- Story code: D 94003
- Story: Carl Barks
- Date: October 1994
- Hero: Donald Duck
- Pages: 24
- Layout: 4 rows per page
- Appearances: Donald Duck, Huey, Dewey and Louie, Scrooge McDuck, Beagle Boys

= Horsing Around with History =

32-page Disney comics story starring Scrooge McDuck

"Horsing Around with History" is a 24-page Disney comics story starring Scrooge McDuck, written by Carl Barks and drawn by William Van Horn. It was published in English in Uncle Scrooge Adventures #33 (July 1995).
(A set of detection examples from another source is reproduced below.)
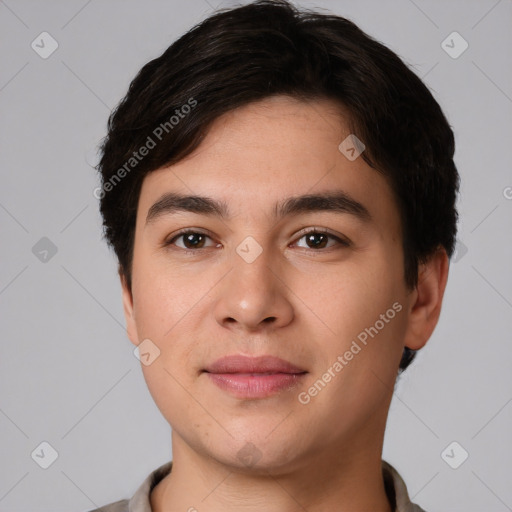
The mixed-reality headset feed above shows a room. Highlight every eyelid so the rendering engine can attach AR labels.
[162,226,352,253]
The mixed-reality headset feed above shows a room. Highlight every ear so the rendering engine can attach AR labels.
[404,247,449,350]
[119,268,139,346]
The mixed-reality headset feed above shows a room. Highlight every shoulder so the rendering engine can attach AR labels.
[89,500,129,512]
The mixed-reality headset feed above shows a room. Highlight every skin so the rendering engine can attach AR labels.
[121,96,448,512]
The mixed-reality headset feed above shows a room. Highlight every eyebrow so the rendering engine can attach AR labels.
[146,190,372,225]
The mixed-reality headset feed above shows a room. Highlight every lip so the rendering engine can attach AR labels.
[205,355,306,374]
[203,355,307,399]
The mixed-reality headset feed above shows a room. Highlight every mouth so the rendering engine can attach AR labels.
[203,355,308,399]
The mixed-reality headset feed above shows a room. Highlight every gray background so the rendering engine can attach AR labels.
[0,0,512,512]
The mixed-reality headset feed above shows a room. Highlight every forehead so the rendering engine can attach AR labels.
[135,96,393,230]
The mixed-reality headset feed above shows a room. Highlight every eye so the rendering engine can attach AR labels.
[292,228,350,250]
[165,229,215,251]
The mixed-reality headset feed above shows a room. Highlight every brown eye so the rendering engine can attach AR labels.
[165,230,217,251]
[299,230,350,250]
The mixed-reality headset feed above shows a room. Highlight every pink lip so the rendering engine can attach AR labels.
[204,355,307,398]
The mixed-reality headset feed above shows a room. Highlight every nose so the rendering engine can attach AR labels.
[214,243,294,334]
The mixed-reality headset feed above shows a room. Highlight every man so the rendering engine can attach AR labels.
[92,1,459,512]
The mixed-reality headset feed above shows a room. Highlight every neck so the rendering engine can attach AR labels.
[151,432,393,512]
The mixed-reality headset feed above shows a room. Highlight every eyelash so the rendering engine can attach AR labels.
[163,228,352,254]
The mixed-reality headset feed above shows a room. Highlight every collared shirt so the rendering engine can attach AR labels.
[90,460,425,512]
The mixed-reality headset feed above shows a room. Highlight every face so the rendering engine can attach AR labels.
[124,96,422,472]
This was Barks' next-to-last story released in the United States (the last one being "Somewhere in Nowhere"). Barks came out of retirement to provide a script for this story and he chose William Van Horn to illustrate this story for him. This story was originally written to celebrate the 30th anniversary of Carl Barks' retirement.

It was also later printed in Uncle Scrooge Adventures in Color #56 (1 September 1998) and Walt Disney's Uncle Scrooge: The Diamond Jubilee Collection # 1 (2022).

==Plot==
Scrooge, Donald and the nephews Huey, Dewey and Louie are off to find ancient sunken treasure from the time of the Trojan War, unaware that the Beagle Boys are spying on them. The Ducks find the legendary Trojan Horse, but all the while they are followed by an albatross, which serves as a spy for the Beagle Boys.